Podría aducirse que el involucramiento de las mujeres en la música electrónica es una más de las victorias del movimiento feminista. Que el de la electrónica no es un caso privativo, sino parte de un movimiento social y político mucho más amplio. Lo cual es cierto, pero si nos detenemos en ese punto del problema perderemos preguntas interesantes. ¿Por qué, tan sólo unos años después de abrir la veta de la música electrónica, tras desarticular el rol prefijado para las mujeres en su universo, la relación pareció tan orgánica? ¿Por qué apenas un par de décadas después de un caso como el de Johanna M. Beyer pudieron desarrollarse obras tan originales y plenas como las de Eliane Radigue o Else Marie Pade? ¿Por qué la carrera de una mujer como Daphne Oram, condenada a una especie de ostracismo de facto, puede dar paso a la obra polimórfica de alguien como Laurie Spiegel, en activo ininterrumpidamente desde hace casi cincuenta años?
Nuevamente: los avances no pueden entenderse fuera de una lucha política de mayor calado pero, amén de los detalles de cada ejemplo, debe existir algo en la electrónica que, una vez fracturadas las estructuras sociales de género, permita una navegación más fértil por sus senderos. Acaso sus códigos se encuentren más abiertos desde sus inicios, y si estilos musicales como el rock o el jazz siguen girando alrededor de valores estereotipados como la fuerza, el ímpetu o el genio (¿y quién detenta la sublimidad de la razón bajo un régimen machista sino el hombre?), la electrónica, más impersonal, menos atada a ciertos gestos, a ciertas posturas, puede convertirse en un aliado inesperado de la lucha feminista.

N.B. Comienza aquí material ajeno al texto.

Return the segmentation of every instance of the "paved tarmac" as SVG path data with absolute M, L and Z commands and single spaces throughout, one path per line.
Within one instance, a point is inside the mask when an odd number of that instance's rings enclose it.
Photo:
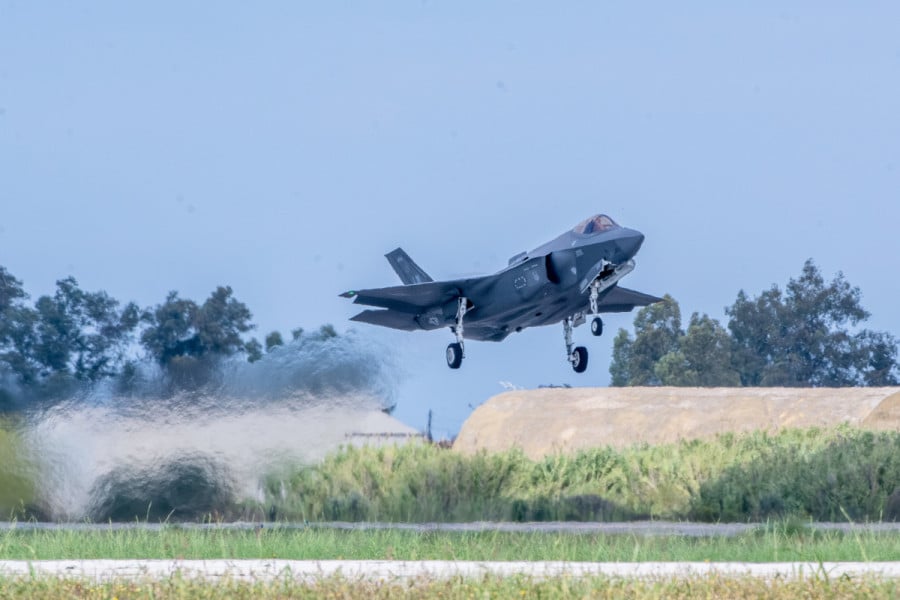
M 0 561 L 0 576 L 46 575 L 92 581 L 161 579 L 179 573 L 215 581 L 222 578 L 271 581 L 290 578 L 316 582 L 342 576 L 350 580 L 404 581 L 416 578 L 526 575 L 545 578 L 606 576 L 626 578 L 726 577 L 900 577 L 900 562 L 476 562 L 476 561 L 383 561 L 383 560 L 46 560 Z

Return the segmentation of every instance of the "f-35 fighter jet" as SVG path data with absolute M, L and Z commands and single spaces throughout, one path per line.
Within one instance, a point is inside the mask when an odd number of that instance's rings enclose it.
M 600 313 L 628 312 L 661 299 L 625 289 L 619 280 L 634 269 L 644 236 L 606 215 L 586 219 L 554 240 L 509 259 L 483 277 L 434 281 L 400 248 L 386 255 L 404 285 L 341 294 L 364 310 L 351 321 L 414 331 L 449 327 L 447 365 L 458 369 L 465 340 L 499 342 L 526 327 L 563 324 L 566 356 L 576 373 L 588 352 L 575 347 L 572 329 L 591 317 L 591 333 L 603 333 Z

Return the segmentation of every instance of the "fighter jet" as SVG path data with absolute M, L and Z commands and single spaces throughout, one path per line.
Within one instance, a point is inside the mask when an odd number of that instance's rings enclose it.
M 404 331 L 449 327 L 456 336 L 447 346 L 451 369 L 462 364 L 467 339 L 499 342 L 528 327 L 562 322 L 566 356 L 575 372 L 583 373 L 588 351 L 574 346 L 573 328 L 589 316 L 591 333 L 599 336 L 601 313 L 629 312 L 661 300 L 619 286 L 634 270 L 643 242 L 639 231 L 595 215 L 531 252 L 516 254 L 493 275 L 449 281 L 434 281 L 397 248 L 386 258 L 403 285 L 341 296 L 377 307 L 351 321 Z

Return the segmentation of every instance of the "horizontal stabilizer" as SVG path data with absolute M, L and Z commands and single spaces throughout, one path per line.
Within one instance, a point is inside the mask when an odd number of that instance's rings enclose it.
M 381 325 L 382 327 L 390 327 L 391 329 L 402 329 L 403 331 L 420 329 L 414 315 L 394 310 L 364 310 L 355 317 L 351 317 L 350 320 L 358 321 L 360 323 L 371 323 L 372 325 Z
M 600 299 L 600 312 L 629 312 L 637 306 L 655 302 L 662 302 L 662 298 L 615 286 Z
M 404 285 L 413 283 L 430 283 L 434 281 L 428 273 L 422 270 L 402 248 L 397 248 L 384 255 L 394 268 L 394 272 L 400 277 Z

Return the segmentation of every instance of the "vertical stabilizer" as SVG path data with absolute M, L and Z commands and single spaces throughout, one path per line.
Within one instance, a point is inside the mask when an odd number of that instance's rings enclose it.
M 434 279 L 428 276 L 428 273 L 423 271 L 419 265 L 413 262 L 413 259 L 411 259 L 402 248 L 397 248 L 384 256 L 388 259 L 388 262 L 391 263 L 394 272 L 397 273 L 400 277 L 400 281 L 402 281 L 404 285 L 434 281 Z

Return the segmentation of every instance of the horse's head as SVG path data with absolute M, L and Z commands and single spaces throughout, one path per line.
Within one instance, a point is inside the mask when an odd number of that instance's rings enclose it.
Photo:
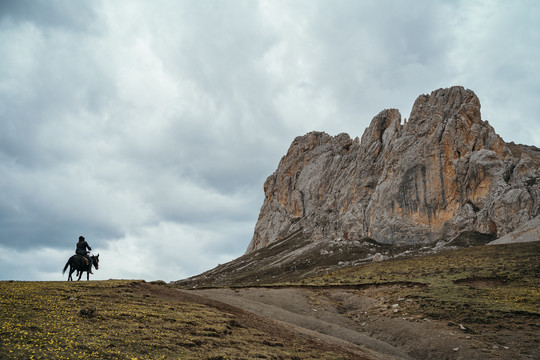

Pero, ¿cuál es la estructura resultante, cuál el sonido, cuando las herramientas son de esta forma liberadas? ¿No sería sospechoso que la electrónica, en este estadio, adquiriera un cariz o un contenido explícitamente “femenino”, con todo lo problemático que puede resultar este término? ¿No estaríamos intercambiando estereotipos de acuerdo con el agente en turno tras las herramientas? Analicemos una pieza como A Little Noise In The System (Moog System), una de las obras maestras de Pauline Oliveros, muerta a finales de 2016. Su lento despliegue y progresiva complejización de ruido sintetizado, inimitable por otros medios, le otorgan una estructura que, aunque al principio aparenta ser estática, contiene un particular dinamismo en sus detalles. Y su textura, en teoría agreste (no dejan de imbricarse y repetirse ruidos y sonidos excesivamente agudos en su media hora de duración), revela matices que, desde su complejidad, también podrían calificarse como plácidos. ¿Y qué tiene que ver esta estructura sonora con lo que normalmente entendemos como femenino? Absolutamente nada. Oliveros no reivindicaba, a menos no con consignas explícitas, un carácter femenino de su obra porque, creemos, habría vuelto a cerrar los códigos que la electrónica permitía mantener abiertos. Lo cual no implica que no fuera consciente o que no suscribiera o defendiera los principios feministas de su entorno político (basta leer su artículo “And Don’t Call Them ‘Lady’ Composers”, publicado por el New York Times en 1970). El «pequeño ruido en el sistema» que la música de Oliveros representa es significativo en capas más profundas, precisamente porque se opone a los binarismos simples. Para escapar de los roles dicotómicos, parece decir, es necesario desarticular la inmovilidad de sus gestos: abrir el espectro, desestabilizar los patrones, abrazar la multiplicidad.